ホームマーケット経済指標解説2018年3月分景気動向指数(速報値)

2018年3月分景気動向指数(速報値)

2018年5月9日

-先行CI前月差▲0.9と2カ月ぶり下降、一致CI前月差+0.4と2カ月連続上昇-
-先行DI・16.7%、一致DI・7.1%と、どちらも2カ月連続しての50%割れに-
-基調判断18カ月連続「改善」、但し一致CI3カ月移動平均3カ月連続下降-

●3月分の景気動向指数・速報値では、先行CIは前月差▲0.9と2カ月ぶりの下降になった。速報値からデータが利用可能な9系列では、新規求人数、消費者態度指数、中小企業売上げ見通しDIの3系列が前月差プラス寄与に、マネーストック1系列が前月差寄与ゼロに、最終需要財在庫率指数、鉱工業生産財在庫率指数、新設住宅着工床面積、日経商品指数、東証株価指数の5系列が前月差マイナス寄与になった。

●一致CIは前月差+0.4と2カ月連続の上昇になった。速報値からデータが利用可能な7系列中、生産指数、鉱工業生産財出荷指数、投資財出荷指数の3系列が前月差プラス寄与に、耐久消費財出荷指数、商業販売額指数・小売業、商業販売額指数・卸売業、有効求人倍率の4系列が前月差マイナス寄与になった。 

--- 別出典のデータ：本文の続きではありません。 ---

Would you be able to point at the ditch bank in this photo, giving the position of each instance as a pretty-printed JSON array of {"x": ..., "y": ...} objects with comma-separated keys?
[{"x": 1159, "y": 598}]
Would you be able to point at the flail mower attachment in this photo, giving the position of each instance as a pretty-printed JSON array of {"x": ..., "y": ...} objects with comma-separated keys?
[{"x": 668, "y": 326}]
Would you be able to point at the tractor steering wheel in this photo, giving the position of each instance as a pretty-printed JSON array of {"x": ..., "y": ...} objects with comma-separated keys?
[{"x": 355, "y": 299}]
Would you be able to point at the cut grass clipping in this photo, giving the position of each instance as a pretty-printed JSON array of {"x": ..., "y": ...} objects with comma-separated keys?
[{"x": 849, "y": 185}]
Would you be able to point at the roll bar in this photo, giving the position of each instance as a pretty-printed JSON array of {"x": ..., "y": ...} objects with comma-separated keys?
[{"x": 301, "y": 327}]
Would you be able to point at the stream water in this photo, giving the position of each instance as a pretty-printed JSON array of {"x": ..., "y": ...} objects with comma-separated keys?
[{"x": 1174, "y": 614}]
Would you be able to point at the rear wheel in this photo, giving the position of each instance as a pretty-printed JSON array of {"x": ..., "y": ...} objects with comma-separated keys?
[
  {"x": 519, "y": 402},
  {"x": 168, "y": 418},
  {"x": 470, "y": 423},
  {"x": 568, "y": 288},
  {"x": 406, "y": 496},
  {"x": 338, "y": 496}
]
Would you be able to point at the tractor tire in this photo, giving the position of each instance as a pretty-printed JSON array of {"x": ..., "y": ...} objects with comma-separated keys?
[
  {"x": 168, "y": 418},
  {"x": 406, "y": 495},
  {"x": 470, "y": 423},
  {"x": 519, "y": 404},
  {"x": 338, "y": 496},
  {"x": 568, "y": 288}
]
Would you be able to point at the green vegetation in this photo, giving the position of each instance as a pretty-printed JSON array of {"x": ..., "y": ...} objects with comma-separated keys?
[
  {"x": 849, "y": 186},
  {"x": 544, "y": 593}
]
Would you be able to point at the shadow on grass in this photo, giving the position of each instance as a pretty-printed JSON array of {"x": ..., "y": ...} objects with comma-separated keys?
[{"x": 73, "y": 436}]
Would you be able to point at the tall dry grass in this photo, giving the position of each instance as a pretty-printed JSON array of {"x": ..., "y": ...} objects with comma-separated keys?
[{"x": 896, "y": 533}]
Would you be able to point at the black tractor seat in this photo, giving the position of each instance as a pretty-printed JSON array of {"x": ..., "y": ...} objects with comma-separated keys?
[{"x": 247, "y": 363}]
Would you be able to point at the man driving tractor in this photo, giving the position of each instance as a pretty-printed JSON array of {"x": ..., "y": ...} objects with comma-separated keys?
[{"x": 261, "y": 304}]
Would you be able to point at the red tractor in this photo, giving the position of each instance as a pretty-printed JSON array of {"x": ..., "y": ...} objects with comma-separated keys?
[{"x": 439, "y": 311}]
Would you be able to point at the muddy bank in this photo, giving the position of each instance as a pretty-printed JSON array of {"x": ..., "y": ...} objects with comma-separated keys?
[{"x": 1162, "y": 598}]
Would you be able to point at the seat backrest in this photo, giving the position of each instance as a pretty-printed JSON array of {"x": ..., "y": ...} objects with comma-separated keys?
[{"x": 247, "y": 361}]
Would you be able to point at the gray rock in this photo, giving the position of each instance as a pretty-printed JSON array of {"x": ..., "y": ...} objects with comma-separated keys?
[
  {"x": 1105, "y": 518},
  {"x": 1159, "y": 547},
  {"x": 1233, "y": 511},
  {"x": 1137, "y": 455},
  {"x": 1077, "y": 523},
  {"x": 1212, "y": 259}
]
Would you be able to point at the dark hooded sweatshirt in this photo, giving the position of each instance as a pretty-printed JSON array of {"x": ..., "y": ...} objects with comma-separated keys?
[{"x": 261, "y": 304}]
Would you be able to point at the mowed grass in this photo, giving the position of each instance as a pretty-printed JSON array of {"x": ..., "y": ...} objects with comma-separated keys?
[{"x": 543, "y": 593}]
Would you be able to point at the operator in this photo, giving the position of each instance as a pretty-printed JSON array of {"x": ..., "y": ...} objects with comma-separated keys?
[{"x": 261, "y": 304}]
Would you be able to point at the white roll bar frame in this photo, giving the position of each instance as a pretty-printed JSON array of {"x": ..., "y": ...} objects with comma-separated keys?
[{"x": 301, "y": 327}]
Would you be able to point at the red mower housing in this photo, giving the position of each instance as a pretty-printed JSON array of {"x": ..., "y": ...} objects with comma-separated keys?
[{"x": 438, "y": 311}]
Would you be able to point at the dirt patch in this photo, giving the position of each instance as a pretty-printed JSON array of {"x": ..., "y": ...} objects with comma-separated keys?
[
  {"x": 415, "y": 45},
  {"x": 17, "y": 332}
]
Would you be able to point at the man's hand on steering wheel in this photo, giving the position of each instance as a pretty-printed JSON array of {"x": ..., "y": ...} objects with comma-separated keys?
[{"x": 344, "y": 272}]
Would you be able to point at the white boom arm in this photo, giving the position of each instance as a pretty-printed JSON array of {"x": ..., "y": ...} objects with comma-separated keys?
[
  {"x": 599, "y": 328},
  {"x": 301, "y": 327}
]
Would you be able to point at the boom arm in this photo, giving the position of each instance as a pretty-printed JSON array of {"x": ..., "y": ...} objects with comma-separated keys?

●3月分の一致CIの指数水準は116.4になった。これは17年12月分の119.0以来の水準である。 

●一致CIの3カ月後方移動平均は▲0.87ポイント低下し、3カ月連続の下降になった。2カ月合計のマイナス幅は▲1.33と振幅目安の▲1.02(1標準偏差分)を上回るマイナス幅になった。一致CIの前月差が上昇なので「足踏み」にはならなかった。7カ月後方移動平均は▲0.12で、2カ月ぶりの下降になった。 

●一致CIを使った景気の基調判断をみると、15年5月分~16年9月分の1年5カ月間もの間、景気拡張の動きが足踏み状態になっている可能性が高いことを示す「足踏みを示している」という同じ基調判断が続いていたが、16年10月分で「改善を示している」に上方修正された。その後16年11月分~18年2月分まで同じ基調判断だった。今回18年3月分も「改善を示している」で、18カ月連続して最高の判断が続いている。 

●12年12月から始まった「アベノミクス景気」は18年3月分で64カ月となり、戦後最長の「いざなみ景気」の73カ月に次ぐ、戦後2番目の長さの景気拡張局面を続けている。

●基調判断が、景気拡張の動きが足踏み状態になっている可能性が高いことを示す「足踏み」に下方修正されるには「当月の前月差の符号がマイナス。かつ3カ月後方移動平均(前月差)の符号がマイナスに変化し、マイナス幅(1カ月、2カ月または3カ月の累積)が振幅目安の1標準偏差分(▲1.02)以上」であることが必要だ。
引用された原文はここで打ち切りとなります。